Diabetes Healthy Eating Kidney & Renal

Keto diet “cheat day” study leaves St. Paul’s dietitians hungry for more research

A keto diet is high in fats but low in carbohydrates

A new study finding that “cheat days” could harm the blood vessels of those on a keto diet is an interesting angle to this popular diet, say two dietitians at St. Paul’s Hospital in Vancouver.

However, the need for a cheat day from a diet that eliminates entire food groups makes them question how sustainable the diet really is.

“That said, we realize this is preliminary research and we can’t draw conclusions on it just yet,” says Tanya Choy, Registered Dietitian at St. Paul’s.

A keto, or ketogenic, diet is very high in fat, moderate in protein and very low in carbohydrate. The severe carb restrictions place the body into a state of ketosis by burning fat instead of carbohydrate as an energy source. It’s  been linked to rapid, short-term weight loss.

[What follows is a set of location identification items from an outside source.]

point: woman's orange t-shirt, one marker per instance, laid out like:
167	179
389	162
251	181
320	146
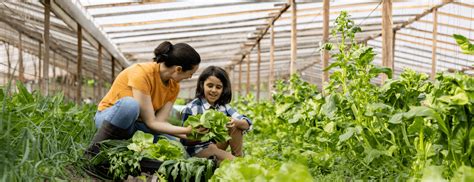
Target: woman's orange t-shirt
146	78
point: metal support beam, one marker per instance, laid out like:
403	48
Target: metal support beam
325	54
71	12
248	74
272	61
79	64
46	36
99	71
293	37
259	61
387	36
21	70
435	42
240	79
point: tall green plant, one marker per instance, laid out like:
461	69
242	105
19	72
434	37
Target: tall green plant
42	137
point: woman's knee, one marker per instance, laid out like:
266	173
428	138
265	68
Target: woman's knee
127	112
129	105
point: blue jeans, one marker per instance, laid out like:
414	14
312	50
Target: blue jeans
124	114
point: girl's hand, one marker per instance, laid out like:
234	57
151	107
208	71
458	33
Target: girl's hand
240	124
202	130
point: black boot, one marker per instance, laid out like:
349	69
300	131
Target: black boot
106	131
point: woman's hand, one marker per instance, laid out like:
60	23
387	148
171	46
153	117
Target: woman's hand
239	124
202	130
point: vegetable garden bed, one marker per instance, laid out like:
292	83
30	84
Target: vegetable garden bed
409	128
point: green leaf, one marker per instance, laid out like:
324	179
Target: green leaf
416	126
329	128
463	42
396	119
348	134
377	70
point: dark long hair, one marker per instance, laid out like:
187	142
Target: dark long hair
221	74
180	54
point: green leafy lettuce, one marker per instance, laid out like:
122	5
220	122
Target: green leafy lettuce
213	120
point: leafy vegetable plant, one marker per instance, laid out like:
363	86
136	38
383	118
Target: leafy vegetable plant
213	120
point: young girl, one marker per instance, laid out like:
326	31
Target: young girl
142	96
214	92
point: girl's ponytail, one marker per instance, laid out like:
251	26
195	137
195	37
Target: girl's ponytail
161	52
180	54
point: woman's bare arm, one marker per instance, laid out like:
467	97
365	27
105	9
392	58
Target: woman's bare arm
157	123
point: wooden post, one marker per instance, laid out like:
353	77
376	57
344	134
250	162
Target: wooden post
113	69
99	66
40	82
293	36
272	61
248	73
9	63
47	10
240	78
66	79
53	82
435	42
21	70
387	36
259	60
79	64
325	55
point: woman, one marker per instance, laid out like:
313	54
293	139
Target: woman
142	96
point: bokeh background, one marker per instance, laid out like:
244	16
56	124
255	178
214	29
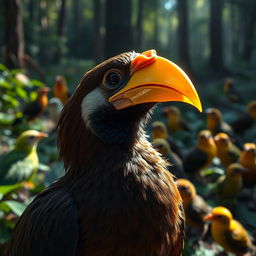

The study, by researchers at the University of BC Okanagan and profiled on Global TV this week, involved nine healthy males participants. They consumed a 75-gram sugary drink before and after a seven-day high fat, low carbohydrate diet. The diet consisted of 70 per cent fat and 20 per cent protein. Carbs were limited to 10 per cent. The ratios are similar to the keto diet.  

The researchers acknowledge that the sample size of just nine subjects is small, notes St. Paul’s dietitian Emily Zamora.

She adds, “We wonder if the researchers took a baseline measure of the blood vessels before they offered the participants the sugary drink. Whether subjects entered a state of ketosis was not measured, likely because this study only called their test diet a “low-carbohydrate, high-fat diet” (vs. a keto diet).”

“As we have said in the past, the ketogenic diet is not a balanced or sustainable way of eating,” say the dietitians.

They add that the need for the “cheat days,” where those on the diet find they need to load up on carbs once every so often, makes this very point.

Cheat days also separate food into “good” and “bad” categories and in our view that does not foster a positive relationship with food,” says Choy.

Choy and Zamora they don’t know the long-term effects of a low-carbohydrate, high-fat diet on health. They are concerned it eliminates whole food groups and that in turn can lead to vitamin and mineral deficiencies. It also requires planning and calculation and can affect the social aspects of eating out and with others.

And they say people living with diabetes must take extreme caution if they go on this type of diet, as complications could increase. “Without collaboration with a health care professional who is specialized in nutrition and diabetes, we would not recommend this diet.”

Choy and Zamora look forward to more studies on the overall impact of this diet as well as further research on the effects on blood vessels.